Modern Evolutionary Economics

Modern Evolutionary Economics

Author: Richard R. Nelson

Publisher: Cambridge University Press

Published: 2018-05-03

Total Pages: 285

ISBN-13: 110842743X

DOWNLOAD EBOOK

Presents the evolutionary perspective of the economy as perpetually moving, driven by innovation, and the empirical research this has guided.


An Evolutionary Theory of Economic Change

An Evolutionary Theory of Economic Change

Author: Richard R. Nelson

Publisher: Harvard University Press

Published: 1985-10-15

Total Pages: 456

ISBN-13: 9780674041431

DOWNLOAD EBOOK

This book contains the most sustained and serious attack on mainstream, neoclassical economics in more than forty years. Nelson and Winter focus their critique on the basic question of how firms and industries change overtime. They marshal significant objections to the fundamental neoclassical assumptions of profit maximization and market equilibrium, which they find ineffective in the analysis of technological innovation and the dynamics of competition among firms. To replace these assumptions, they borrow from biology the concept of natural selection to construct a precise and detailed evolutionary theory of business behavior. They grant that films are motivated by profit and engage in search for ways of improving profits, but they do not consider them to be profit maximizing. Likewise, they emphasize the tendency for the more profitable firms to drive the less profitable ones out of business, but they do not focus their analysis on hypothetical states of industry equilibrium. The results of their new paradigm and analytical framework are impressive. Not only have they been able to develop more coherent and powerful models of competitive firm dynamics under conditions of growth and technological change, but their approach is compatible with findings in psychology and other social sciences. Finally, their work has important implications for welfare economics and for government policy toward industry.


Evolutionary Economics: v. 2

Evolutionary Economics: v. 2

Author: Marc R. Tool

Publisher: Routledge

Published: 2019-07-12

Total Pages: 517

ISBN-13: 1315493047

DOWNLOAD EBOOK

This is part of a two-volume work intended to map the theoretical heartland of the institutionalist perspective on political economy. Volume II considers basic economic processes, institutions for stabilizing and planning economic activities, the role of power and accountability, and emerging global interdependence. Marc R. Tool is the editor of "Journal of Economic Issues".


Evolutionary Economics and Creative Destruction

Evolutionary Economics and Creative Destruction

Author: J. Stanley Metcalfe

Publisher: Psychology Press

Published: 2006

Total Pages: 171

ISBN-13: 041540648X

DOWNLOAD EBOOK

The central theme of this book is competition treated as an evolutionary process in which the focus is upon economic change and not economic equilibrium. This theme is explored by linking together differences in economic behaviour with the role of markets as co-ordinating institutions. In this picture innovation plays a central role as a primary source of differential behaviour of firms and the purpose of the book is to identify the consequences of these differences for competition and competitive advantage.
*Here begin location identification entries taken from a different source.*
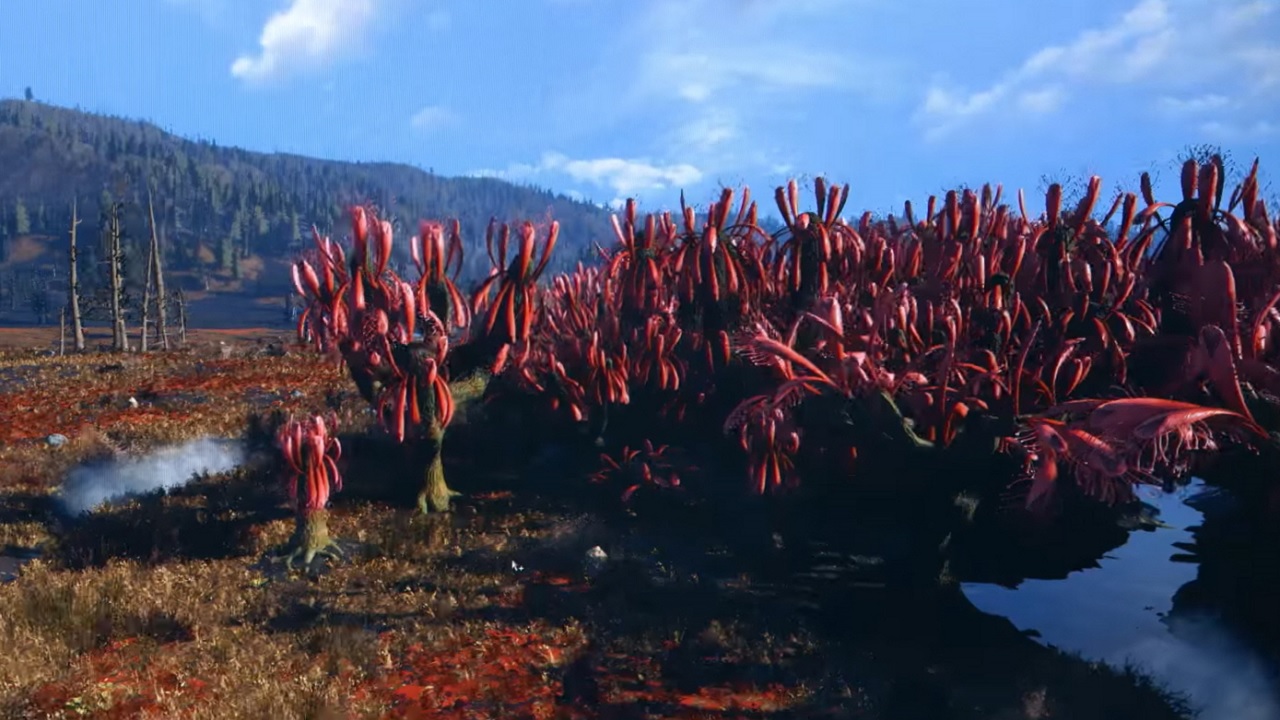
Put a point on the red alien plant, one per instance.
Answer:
(394, 335)
(643, 466)
(310, 452)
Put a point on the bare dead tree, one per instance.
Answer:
(115, 259)
(181, 297)
(145, 315)
(156, 270)
(73, 287)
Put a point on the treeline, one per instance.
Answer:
(234, 204)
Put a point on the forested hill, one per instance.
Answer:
(234, 204)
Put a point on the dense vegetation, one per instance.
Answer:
(218, 208)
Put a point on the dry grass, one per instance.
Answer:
(161, 606)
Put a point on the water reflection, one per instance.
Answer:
(1119, 613)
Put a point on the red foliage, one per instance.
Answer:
(912, 328)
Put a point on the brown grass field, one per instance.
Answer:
(160, 607)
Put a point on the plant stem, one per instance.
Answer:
(435, 493)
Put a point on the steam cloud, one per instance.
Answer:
(1200, 657)
(88, 487)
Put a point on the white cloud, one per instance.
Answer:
(626, 177)
(707, 131)
(1041, 101)
(1188, 49)
(720, 81)
(1235, 132)
(433, 117)
(306, 35)
(1193, 105)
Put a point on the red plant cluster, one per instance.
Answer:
(831, 341)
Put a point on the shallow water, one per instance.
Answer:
(1118, 613)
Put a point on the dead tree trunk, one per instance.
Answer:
(73, 287)
(115, 254)
(155, 278)
(182, 317)
(146, 304)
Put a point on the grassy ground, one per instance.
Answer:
(164, 607)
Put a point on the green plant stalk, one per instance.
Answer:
(311, 538)
(435, 493)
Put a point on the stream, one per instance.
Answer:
(1119, 613)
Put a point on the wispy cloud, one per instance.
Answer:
(306, 35)
(433, 117)
(1184, 46)
(624, 176)
(717, 83)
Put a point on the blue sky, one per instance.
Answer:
(608, 99)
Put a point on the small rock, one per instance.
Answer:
(595, 560)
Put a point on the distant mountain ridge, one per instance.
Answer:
(237, 203)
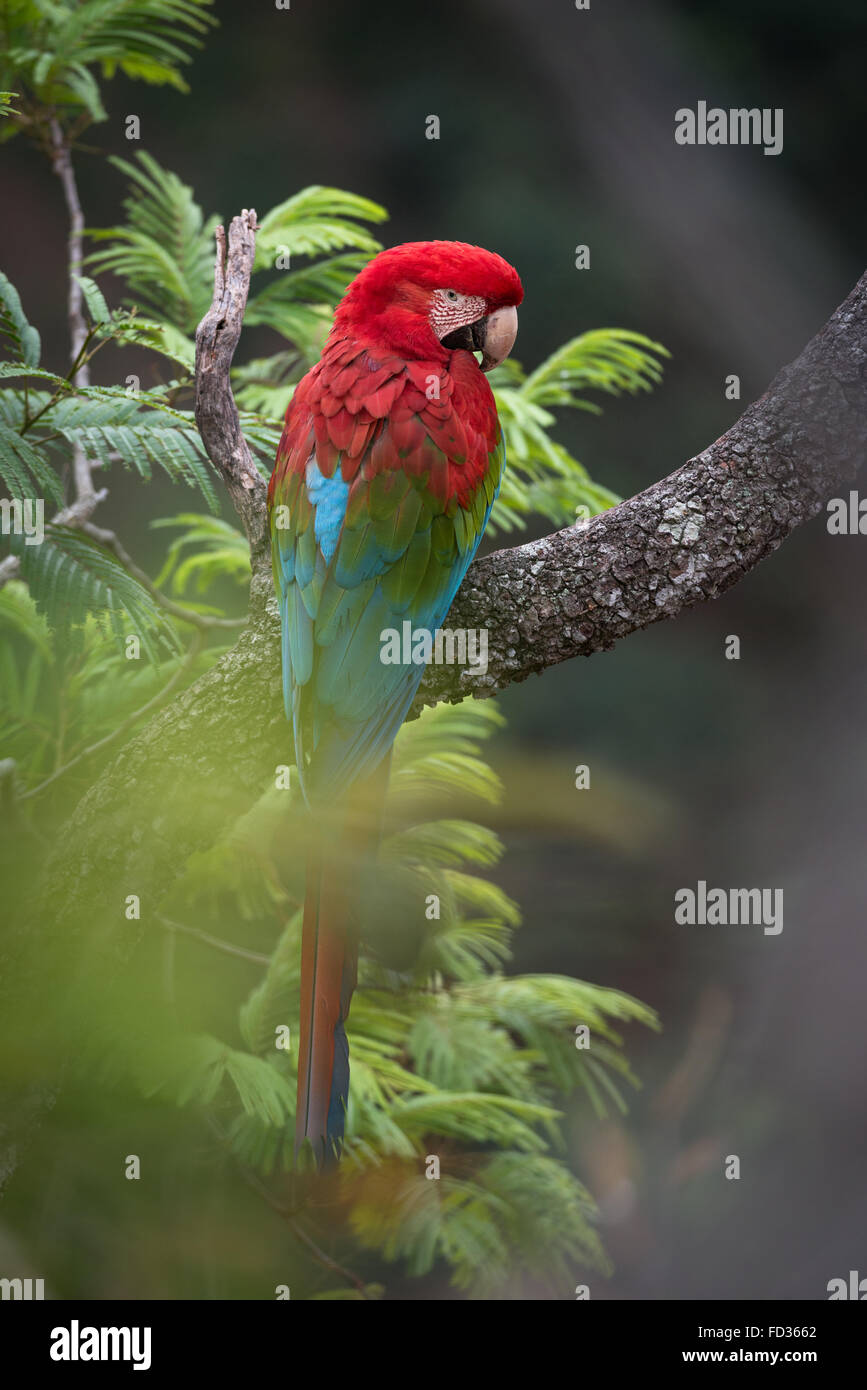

The Evolutionary Foundations of Economics

The Evolutionary Foundations of Economics

Author: Kurt Dopfer

Publisher: Cambridge University Press

Published: 2005-05-23

Total Pages: 604

ISBN-13: 9781139443234

DOWNLOAD EBOOK

It is widely recognised that mainstream economics has failed to translate micro consistently into macro economics and to provide endogenous explanations for the continual changes in the economic system. Since the early 1980s, a growing number of economists have been trying to provide answers to these two key questions by applying an evolutionary approach. This new departure has yielded a rich literature with enormous variety, but the unifying principles connecting the various ideas and views presented are, as yet, not apparent. This 2005 volume brings together fifteen original articles from scholars - each of whom has made a significant contribution to the field - in their common effort to reconstruct economics as an evolutionary science. Using meso economics as an analytical entity to bridge micro and macro economics as well as static and dynamic realms, a unified economic theory emerges.


Evolutionary Economics

Evolutionary Economics

Author: Kenneth Ewart Boulding

Publisher: SAGE Publications, Incorporated

Published: 1981-07

Total Pages: 212

ISBN-13:

DOWNLOAD EBOOK

A new model of economic life that looks at it in terms of ecological interaction and mutation is presented in Evolutionary Economics. It looks at commodities, for example, as if they were a species in the social ecosystem. Boulding describes his new model with clarity and wit, showing its roots in classical economics and exploring the prospects of an evolutionary approach for bettering human conditions.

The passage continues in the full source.